Già la scena con cui si apre la pellicola è un capolavoro di regia. Da una parte Wilder ci presenta i personaggi principali (Don, Wick ed Helen), dall’altra mette subito in campo in maniera sottile il vero protagonista della pellicola: il vizio del bere. Perché l’alcolismo in Giorni perduti diventa, fin da subito, un vero e proprio personaggio, come è sottolineato più volte anche dallo stesso Don, che parla di “due Don”.
La dipendenza dall’alcool diventa la personificazione del male perché non è mai un attributo del personaggio ma proprio un personaggio a sé stante, pur conservando le fattezze fisiche del protagonista.
E così quando noi spettatori vediamo l’altro Don in scena riusciamo subito a distinguerlo dal primo, proviamo ripetutamente una sensazione di disagio, ci sentiamo insieme a lui sull’orlo di un baratro in cui è fin troppo facile scivolare, in cui abbiamo la certezza che scivoleremo inevitabilmente. L’altro Don ci terrorizza, non vorremmo mai vederlo in scena. Ogni volta che lo vediamo ordinare un altro bicchiere vorremmo essere lì per versarne il contenuto nel lavandino, esattamente come fa Wick ad inizio film, quando scopre la bottiglia appesa fuori dalla finestra. Eppure siamo consapevoli che non possiamo farlo. Non possiamo fermare l’altro Don. Nessuno può fermare l’altro Don. Allora vorremmo sottrarci alla visione perché ci fa troppo male ma Wilder non ce lo permette. Perché sa perfettamente come tenerci incollati allo schermo. Quando la visione sta per diventare insostenibile Wilder ci dà la speranza. Un gesto, uno sguardo più lucido, una frase e noi, ancora una volta, ci illudiamo che l’altro Don possa andarsene.

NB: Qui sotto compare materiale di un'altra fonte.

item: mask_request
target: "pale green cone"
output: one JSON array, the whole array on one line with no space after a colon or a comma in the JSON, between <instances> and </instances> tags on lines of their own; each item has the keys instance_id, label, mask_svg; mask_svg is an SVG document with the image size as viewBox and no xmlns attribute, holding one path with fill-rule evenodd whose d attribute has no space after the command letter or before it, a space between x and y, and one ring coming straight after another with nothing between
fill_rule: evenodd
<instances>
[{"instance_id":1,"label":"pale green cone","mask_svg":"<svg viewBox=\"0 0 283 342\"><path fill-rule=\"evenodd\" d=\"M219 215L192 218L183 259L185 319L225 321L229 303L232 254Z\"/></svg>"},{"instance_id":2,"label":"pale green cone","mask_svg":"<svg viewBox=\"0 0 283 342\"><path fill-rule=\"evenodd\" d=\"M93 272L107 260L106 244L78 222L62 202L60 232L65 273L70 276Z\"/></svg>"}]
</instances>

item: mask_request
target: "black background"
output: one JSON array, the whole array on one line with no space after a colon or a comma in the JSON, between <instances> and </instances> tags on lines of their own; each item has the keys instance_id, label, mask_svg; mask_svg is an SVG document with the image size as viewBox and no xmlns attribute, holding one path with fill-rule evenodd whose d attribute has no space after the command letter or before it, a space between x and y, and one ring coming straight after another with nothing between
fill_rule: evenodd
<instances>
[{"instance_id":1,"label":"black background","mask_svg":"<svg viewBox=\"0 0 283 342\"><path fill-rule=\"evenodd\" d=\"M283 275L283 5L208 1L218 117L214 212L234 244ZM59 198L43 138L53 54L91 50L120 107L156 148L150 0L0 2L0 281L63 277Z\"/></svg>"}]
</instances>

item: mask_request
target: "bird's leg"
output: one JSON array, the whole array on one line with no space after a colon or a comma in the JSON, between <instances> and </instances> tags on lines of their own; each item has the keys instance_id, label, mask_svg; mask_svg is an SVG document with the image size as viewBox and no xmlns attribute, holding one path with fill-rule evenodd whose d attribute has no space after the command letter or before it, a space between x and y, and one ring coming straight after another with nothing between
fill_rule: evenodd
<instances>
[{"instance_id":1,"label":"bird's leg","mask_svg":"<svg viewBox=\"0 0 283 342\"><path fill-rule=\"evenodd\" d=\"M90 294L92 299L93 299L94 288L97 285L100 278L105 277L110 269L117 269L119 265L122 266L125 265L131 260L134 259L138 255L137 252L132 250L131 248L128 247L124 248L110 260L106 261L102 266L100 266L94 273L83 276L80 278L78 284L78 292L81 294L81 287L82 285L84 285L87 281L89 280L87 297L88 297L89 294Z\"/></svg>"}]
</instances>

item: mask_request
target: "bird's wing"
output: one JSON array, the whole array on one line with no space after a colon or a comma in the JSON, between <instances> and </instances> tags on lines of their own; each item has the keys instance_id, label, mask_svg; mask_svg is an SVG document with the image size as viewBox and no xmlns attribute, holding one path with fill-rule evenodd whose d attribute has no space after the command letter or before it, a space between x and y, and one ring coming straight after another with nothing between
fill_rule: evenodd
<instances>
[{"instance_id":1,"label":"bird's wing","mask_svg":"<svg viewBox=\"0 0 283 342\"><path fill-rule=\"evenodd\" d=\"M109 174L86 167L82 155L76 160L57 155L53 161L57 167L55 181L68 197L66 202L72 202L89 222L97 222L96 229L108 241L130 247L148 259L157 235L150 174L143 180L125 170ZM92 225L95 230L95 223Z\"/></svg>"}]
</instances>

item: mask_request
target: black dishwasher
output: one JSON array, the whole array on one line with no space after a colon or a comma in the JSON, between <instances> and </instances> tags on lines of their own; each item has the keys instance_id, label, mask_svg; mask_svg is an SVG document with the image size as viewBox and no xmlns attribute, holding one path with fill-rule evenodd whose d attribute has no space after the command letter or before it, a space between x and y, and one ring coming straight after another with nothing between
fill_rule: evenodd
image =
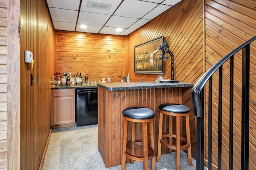
<instances>
[{"instance_id":1,"label":"black dishwasher","mask_svg":"<svg viewBox=\"0 0 256 170\"><path fill-rule=\"evenodd\" d=\"M76 90L76 126L98 124L98 89Z\"/></svg>"}]
</instances>

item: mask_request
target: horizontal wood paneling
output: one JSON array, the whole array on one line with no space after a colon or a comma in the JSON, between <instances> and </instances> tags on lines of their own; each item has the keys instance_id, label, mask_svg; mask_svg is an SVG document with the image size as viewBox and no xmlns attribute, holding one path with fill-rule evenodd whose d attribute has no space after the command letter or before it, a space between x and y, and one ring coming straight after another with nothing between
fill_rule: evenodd
<instances>
[{"instance_id":1,"label":"horizontal wood paneling","mask_svg":"<svg viewBox=\"0 0 256 170\"><path fill-rule=\"evenodd\" d=\"M251 0L205 0L206 70L208 70L217 61L228 53L256 35L256 2ZM256 42L250 47L250 144L249 168L256 169L256 150L255 126L256 117ZM234 56L234 83L233 168L241 168L241 138L242 104L242 53ZM223 67L222 84L222 169L228 168L229 125L229 70L228 63ZM212 164L218 164L218 73L215 75L213 88L212 121ZM206 98L208 97L208 88L206 88ZM206 121L208 123L208 101L206 108ZM208 129L208 124L206 129ZM207 133L208 136L208 133ZM208 141L206 139L206 156L208 158ZM231 165L232 166L232 165Z\"/></svg>"},{"instance_id":2,"label":"horizontal wood paneling","mask_svg":"<svg viewBox=\"0 0 256 170\"><path fill-rule=\"evenodd\" d=\"M21 0L20 11L20 169L36 170L51 129L54 31L44 0ZM33 54L33 68L24 62L25 50Z\"/></svg>"},{"instance_id":3,"label":"horizontal wood paneling","mask_svg":"<svg viewBox=\"0 0 256 170\"><path fill-rule=\"evenodd\" d=\"M0 3L0 169L7 167L7 0Z\"/></svg>"},{"instance_id":4,"label":"horizontal wood paneling","mask_svg":"<svg viewBox=\"0 0 256 170\"><path fill-rule=\"evenodd\" d=\"M202 75L203 62L203 2L183 0L128 35L128 73L132 81L155 81L156 75L135 74L134 46L163 35L174 57L174 79L195 83ZM164 62L164 79L170 79L170 59ZM184 104L192 111L189 90L183 97ZM196 150L196 121L190 117L193 156ZM156 130L156 129L155 129Z\"/></svg>"},{"instance_id":5,"label":"horizontal wood paneling","mask_svg":"<svg viewBox=\"0 0 256 170\"><path fill-rule=\"evenodd\" d=\"M118 72L126 75L125 44L124 36L56 30L54 72L120 82Z\"/></svg>"}]
</instances>

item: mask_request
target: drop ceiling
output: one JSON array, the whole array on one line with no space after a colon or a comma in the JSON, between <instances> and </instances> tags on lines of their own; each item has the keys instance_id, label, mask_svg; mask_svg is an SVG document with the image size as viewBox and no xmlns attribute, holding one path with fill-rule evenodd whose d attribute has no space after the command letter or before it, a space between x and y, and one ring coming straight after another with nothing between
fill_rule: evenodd
<instances>
[{"instance_id":1,"label":"drop ceiling","mask_svg":"<svg viewBox=\"0 0 256 170\"><path fill-rule=\"evenodd\" d=\"M124 35L181 1L46 0L55 29Z\"/></svg>"}]
</instances>

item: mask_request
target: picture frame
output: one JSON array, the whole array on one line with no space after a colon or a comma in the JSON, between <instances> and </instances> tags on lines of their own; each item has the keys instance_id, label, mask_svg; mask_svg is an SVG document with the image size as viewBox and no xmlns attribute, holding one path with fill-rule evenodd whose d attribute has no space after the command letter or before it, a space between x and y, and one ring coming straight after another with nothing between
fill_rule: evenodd
<instances>
[{"instance_id":1,"label":"picture frame","mask_svg":"<svg viewBox=\"0 0 256 170\"><path fill-rule=\"evenodd\" d=\"M164 75L163 53L160 50L154 54L164 43L164 36L155 38L134 47L134 71L135 74Z\"/></svg>"}]
</instances>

Ma poi arriva la scena del topo e del pipistrello. Lo sappiamo. Arriva ogni volta. E la scena del topo e del pipistrello non è umanamente sostenibile. È la manifestazione del delirio, la fase più acuta dell’alcolismo. Don, solo nella sua stanza, dopo l’ennesima sbornia, vede un piccolo topolino uscire dal muro e, poco dopo, un pipistrello che vola per la stanza fino ad avventarsi sul topo per ucciderlo, facendo colare il sangue della bestiola sulla parete. Le urla disperate di Don a questa visione ci fanno capire che non c’è più alcuna possibilità per lui, che nessun riscatto sarà possibile. Invece il finale posticcio e consolatorio (sicuramente imposto come avveniva sovente in quegli anni) disperde la forza brutale ed allucinata dell’opera, senza che per questo si arrivi a giudicarla meno bella ma lasciandoci il rimpianto di vedere fino a dove avrebbe potuto spingersi Wilder se avesse avuto la possibilità di farlo.